I found the article written nicely and have shared it with a telegram channel where we share news from well-known sources. We recently opened the channel so working hard to create “CryptoFansmotphere”. Appreciate your collaboration and keep it up with “Good Morning Crypto” - a Unique idea so far!

Thanks,
What’s On Crypto Team

Jepb100 · April 6, 2018, 12:01am

@iwan.spillebeen @ivan You know this brings up a question that I had that no one ever talks about…how do you carry out white hat testing/attacks in the crypto space? What is the protocol? What is considered polite versus required? Who do you need to notify? How do you notify teams? (Ie would Vitalik take me seriously if I tweeted him saying I knew about a bug that they need to fix or would I have to find a legit bounty program first?) Could I transfer everyones money to my wallet then announce there is a obvious bug and then after the patch has been applied transfer the money back to everyones wallets? Would there be any legal ramifications doing this? Have people/devs been blackballed in the crypto space for bad security practices? Is the testnet the only sanctioned place to do this type of testing? Are classes being taught on crypto security and will this become a certification in the future? What are the different methods of attacking a network?

I have got to be honest, if I am going to spend time learning how to code crypto I am going to want to learn how to tear it up, burn it down and rebuild it over and over again before I make something that I promise people it is safe for them to park their hard earned money.

iwan.spillebeen · April 9, 2018, 3:07am

Really awesome questions, not easy to address though so sorry for the lengthy reply.

I think this is a matter of common sense. If I decided to test the security and transaction capability of my bank, and conducted the tests without telling the bank I might go to jail for hacking / fraud / etc. Even if I did tell them I might still suffer the same consequences.

I think before doing any type of testing, you need to coordinate with the people involved, however hard this may be.

The easiest way to notify is through Github, almost all projects are on there and have areas for testing, discussions on vulnerabilites, etc. It really wouldn’t take much effort to notify a dev team of your intentions and upcoming tests. There have been bugs discussed this way (and unfortunately also exploited this way) that could have lead to people not losing considerable amounts of their coins.

In principle you could do this and the ramifications would be light, if any, in today’s unregulated environment. This would be more a ramification from the community than anything else. If done maliciously you would see your accounts blocked and you being unable to spend the ill gotten gains … or nothing would happen if the devs are not on point.

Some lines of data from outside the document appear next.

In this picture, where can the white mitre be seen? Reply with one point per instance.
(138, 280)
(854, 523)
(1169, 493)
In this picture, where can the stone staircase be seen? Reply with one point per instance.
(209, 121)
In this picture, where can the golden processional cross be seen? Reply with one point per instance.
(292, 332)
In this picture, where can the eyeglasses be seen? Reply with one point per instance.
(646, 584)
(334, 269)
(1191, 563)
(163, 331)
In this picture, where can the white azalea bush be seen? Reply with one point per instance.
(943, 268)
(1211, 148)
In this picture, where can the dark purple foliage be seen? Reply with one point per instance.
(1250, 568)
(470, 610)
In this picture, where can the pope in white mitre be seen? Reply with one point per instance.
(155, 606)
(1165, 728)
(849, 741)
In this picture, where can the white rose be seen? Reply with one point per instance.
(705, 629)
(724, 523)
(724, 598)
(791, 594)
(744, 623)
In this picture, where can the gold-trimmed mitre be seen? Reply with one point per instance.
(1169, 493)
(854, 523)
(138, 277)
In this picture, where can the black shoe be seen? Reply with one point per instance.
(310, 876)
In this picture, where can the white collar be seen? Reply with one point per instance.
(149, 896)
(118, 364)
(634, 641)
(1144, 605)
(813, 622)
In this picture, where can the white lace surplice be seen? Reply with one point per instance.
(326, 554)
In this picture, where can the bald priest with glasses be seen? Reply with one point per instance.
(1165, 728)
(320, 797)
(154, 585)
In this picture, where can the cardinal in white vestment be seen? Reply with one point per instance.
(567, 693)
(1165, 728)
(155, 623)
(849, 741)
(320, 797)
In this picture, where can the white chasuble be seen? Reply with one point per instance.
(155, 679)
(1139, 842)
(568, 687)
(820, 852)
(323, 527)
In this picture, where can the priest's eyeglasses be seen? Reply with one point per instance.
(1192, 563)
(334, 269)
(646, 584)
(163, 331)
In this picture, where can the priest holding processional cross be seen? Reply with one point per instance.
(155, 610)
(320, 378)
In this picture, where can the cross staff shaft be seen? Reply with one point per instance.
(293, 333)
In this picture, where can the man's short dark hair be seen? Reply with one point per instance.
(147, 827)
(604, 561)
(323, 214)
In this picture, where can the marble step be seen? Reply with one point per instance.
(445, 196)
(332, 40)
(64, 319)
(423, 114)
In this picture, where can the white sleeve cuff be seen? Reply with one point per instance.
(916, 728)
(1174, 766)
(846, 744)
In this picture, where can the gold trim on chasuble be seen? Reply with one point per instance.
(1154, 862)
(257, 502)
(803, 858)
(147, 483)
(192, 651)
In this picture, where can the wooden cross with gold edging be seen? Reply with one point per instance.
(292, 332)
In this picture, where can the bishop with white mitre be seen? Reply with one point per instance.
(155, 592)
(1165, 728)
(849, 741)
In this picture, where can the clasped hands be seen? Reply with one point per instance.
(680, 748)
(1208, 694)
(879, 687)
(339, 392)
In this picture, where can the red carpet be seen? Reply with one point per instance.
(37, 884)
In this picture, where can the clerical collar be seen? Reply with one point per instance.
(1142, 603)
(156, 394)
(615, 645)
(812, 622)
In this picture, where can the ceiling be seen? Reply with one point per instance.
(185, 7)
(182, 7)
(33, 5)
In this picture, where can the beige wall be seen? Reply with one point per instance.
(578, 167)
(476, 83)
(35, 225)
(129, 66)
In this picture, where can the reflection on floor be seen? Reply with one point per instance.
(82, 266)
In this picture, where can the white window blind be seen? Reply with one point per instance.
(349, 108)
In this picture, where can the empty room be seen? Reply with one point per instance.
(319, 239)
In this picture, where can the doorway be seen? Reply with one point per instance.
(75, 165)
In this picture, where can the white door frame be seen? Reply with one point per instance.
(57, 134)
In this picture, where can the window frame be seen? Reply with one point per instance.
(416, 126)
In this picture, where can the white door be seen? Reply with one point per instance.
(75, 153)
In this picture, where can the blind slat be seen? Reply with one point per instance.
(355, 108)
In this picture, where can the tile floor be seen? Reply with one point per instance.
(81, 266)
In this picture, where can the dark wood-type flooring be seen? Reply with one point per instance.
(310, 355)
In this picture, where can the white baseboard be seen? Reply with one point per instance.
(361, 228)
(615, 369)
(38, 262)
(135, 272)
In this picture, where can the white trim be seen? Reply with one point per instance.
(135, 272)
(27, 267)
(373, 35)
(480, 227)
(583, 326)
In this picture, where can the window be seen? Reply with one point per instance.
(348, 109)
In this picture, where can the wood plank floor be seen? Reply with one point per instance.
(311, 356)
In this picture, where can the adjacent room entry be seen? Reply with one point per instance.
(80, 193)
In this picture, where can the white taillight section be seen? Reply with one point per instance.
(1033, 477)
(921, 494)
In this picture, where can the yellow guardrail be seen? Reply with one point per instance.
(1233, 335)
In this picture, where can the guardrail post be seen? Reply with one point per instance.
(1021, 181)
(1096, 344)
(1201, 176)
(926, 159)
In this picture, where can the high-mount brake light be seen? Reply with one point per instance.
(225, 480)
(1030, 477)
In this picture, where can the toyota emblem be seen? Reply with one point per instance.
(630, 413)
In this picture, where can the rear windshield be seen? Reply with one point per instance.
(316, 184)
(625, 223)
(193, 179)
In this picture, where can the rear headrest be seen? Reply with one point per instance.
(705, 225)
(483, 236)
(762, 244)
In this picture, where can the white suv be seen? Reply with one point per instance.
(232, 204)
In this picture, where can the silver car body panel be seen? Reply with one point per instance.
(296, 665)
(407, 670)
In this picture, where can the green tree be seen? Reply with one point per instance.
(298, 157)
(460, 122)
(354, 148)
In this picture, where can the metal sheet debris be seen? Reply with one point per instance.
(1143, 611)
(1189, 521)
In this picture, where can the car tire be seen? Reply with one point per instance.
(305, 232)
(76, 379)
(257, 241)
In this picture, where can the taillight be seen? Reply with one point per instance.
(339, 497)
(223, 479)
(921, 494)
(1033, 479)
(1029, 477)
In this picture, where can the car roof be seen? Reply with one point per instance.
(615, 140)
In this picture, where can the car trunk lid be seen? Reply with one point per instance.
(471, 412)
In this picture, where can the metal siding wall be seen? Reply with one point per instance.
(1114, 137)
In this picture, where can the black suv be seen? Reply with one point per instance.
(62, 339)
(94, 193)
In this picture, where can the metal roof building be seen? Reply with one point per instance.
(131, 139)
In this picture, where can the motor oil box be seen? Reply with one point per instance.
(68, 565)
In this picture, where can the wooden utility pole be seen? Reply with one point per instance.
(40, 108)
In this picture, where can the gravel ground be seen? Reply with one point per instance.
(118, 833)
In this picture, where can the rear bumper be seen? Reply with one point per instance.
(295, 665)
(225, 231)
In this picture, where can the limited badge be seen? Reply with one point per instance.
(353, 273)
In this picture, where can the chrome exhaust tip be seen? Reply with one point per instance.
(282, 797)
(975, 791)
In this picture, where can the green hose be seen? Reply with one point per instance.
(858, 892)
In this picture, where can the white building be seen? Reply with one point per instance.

People would have to trust you to give the money back (which would be difficult to achieve once you’ve taken it), one possible way to do it in Ethereum would be to park them in a smart contract that automatically redistributes them to the original owners, with a condition added that triggers the contract when the bug has been resolved, and with the ownership of this trigger assigned to the lead developer. So you wouldn’t be in control of the funds and can clearly show that you had no bad intentions.

There are loads and loads and loads, all depending on which network you’re looking at. I’ve summarised some for Nano / Raiblocks / the block lattice right here, some of these apply to all cryptocurrencies, some are highly specific to Nano.

I will be writing individual blogs about each of them in the near future.